Working with Tree Structures in Megaladata

A tree model is one of the common structures for storing and transferring data. Universal exchange formats, such as JSON and XML, use exact hierarchical representations of information. However, most algorithms are designed to store data as flat tables. Megaladata has special components for working with tree structures.

Flat tables and trees are the most popular structures for storing and transferring data. In flat tables, information is represented in a simple structure. Each row represents a single object or event, and each column holds an attribute that describes that specific record. Trees offer a more complex approach, storing data in a hierarchical structure with arbitrary depth nesting. This allows trees to represent relationships between data points, something flat tables cannot do.

There are several widely used formats for representing data in a hierarchical structure, including JSON and XML. These formats store information using name-value pairs, ordered lists, and other objects, and can include nested structures to represent hierarchical relationships. They are compatible with various operation systems or databases.

Trees excel at representing complex data with nested relationships. They allow for rich descriptions of objects with many attributes. However, many data analysis algorithms are designed to work best with simpler, flat table structures. This can make it more challenging to directly analyze tree data using these algorithms.

Example of JSON File Structure

JSON files are used to exchange data between applications, including databases and analytics platforms. For example, credit bureaus provide banks with access to borrowers' credit history through a JSON-based API.

A credit history is a complex dataset encompassing a wide range of information, including personal details, employment history, loan records, payment history, and more. This is how it may look in the JSON format:

{
  "applicant": {
    "name": "Job Pou",
    "birthdate": "1980-05-15",
    "address": "123 Main St, City, State",
    "employment": "ТТТ",
    "annual_income": 600000
  },
  "credit_scores": {
    "equifax": 750,
    "transunion": 720,
    "experian": 730
  },
  "credit_history": [
    {
      "account_type": "Credit Card",
      "account_number": "123456789",
      "current_balance": 50000,
      "credit_limit": 100000,
      "payment_status": "Current"
    },
    {
      "account_type": "Auto Loan",
      "account_number": "987654321",
      "current_balance": 15000,
      "original_balance": 20000,
      "payment_status": "Late"
    }
  ]
}

This example contains the following information:

  • Applicant: The applicant's name, date of birth, address, place of employment, and annual income.
  • Credit_scores: The applicant's credit scores from different bureaus.
  • Credit_history: The applicant's credit account data such as account type, account number, current balance, credit limit, and payment status.

Even though this example is small, it contains a credit history array — Credit Card and Auto Loan.
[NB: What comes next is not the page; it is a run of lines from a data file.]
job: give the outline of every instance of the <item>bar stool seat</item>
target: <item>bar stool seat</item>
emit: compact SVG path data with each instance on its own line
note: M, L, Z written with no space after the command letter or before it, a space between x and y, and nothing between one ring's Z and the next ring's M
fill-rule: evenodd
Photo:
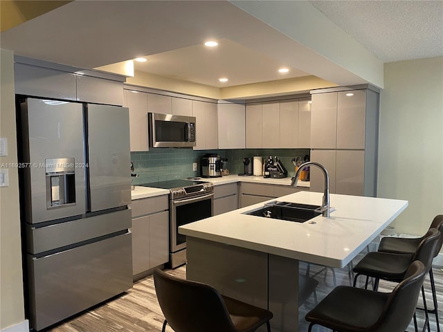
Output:
M413 317L426 267L414 261L392 292L336 287L305 316L308 331L316 324L341 332L403 332Z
In reality, such a file usually stores much more information and can contain thousands of lines.

A credit application structured as a tree is fed into a decision-making system, called a credit conveyor. This system performs complex checks and determines the final outcome. As the application is processed, the tree structure can be enriched with additional data, such as contract terms, interest rates, and loan amounts. Traditional flat tables used by analytical algorithms cannot represent these complex tree structures effectively.

Megaladata offers mechanisms to process tree structures, allowing conversion between them and tables.

Trees in Megaladata

A tree structure is a hierarchical data organization. Each piece of data, called a tree node, connects to a single parent node, except for the topmost one, which is the root. A tree allows for multiple child nodes branching from each parent.

The Megaladata platform primarily uses flat tables for simple data. However, for data with inherent hierarchies, the platform offers two special components. These components enable seamless conversion between hierarchical data (trees) and flat tables, facilitating easier processing and analysis.

This way, Megaladata bridges hierarchical data and standard formats. It transforms tree-like structures into a compatible format for its built-in processing tools, enabling easier data analysis. Conversely, Megaladata can convert analysis results back into a hierarchical structure, to exchange the information with external systems.

This article uses a practical example to demonstrate how to convert a table into a tree structure, and vice versa. All the steps can be performed within the Megaladata analytics platform.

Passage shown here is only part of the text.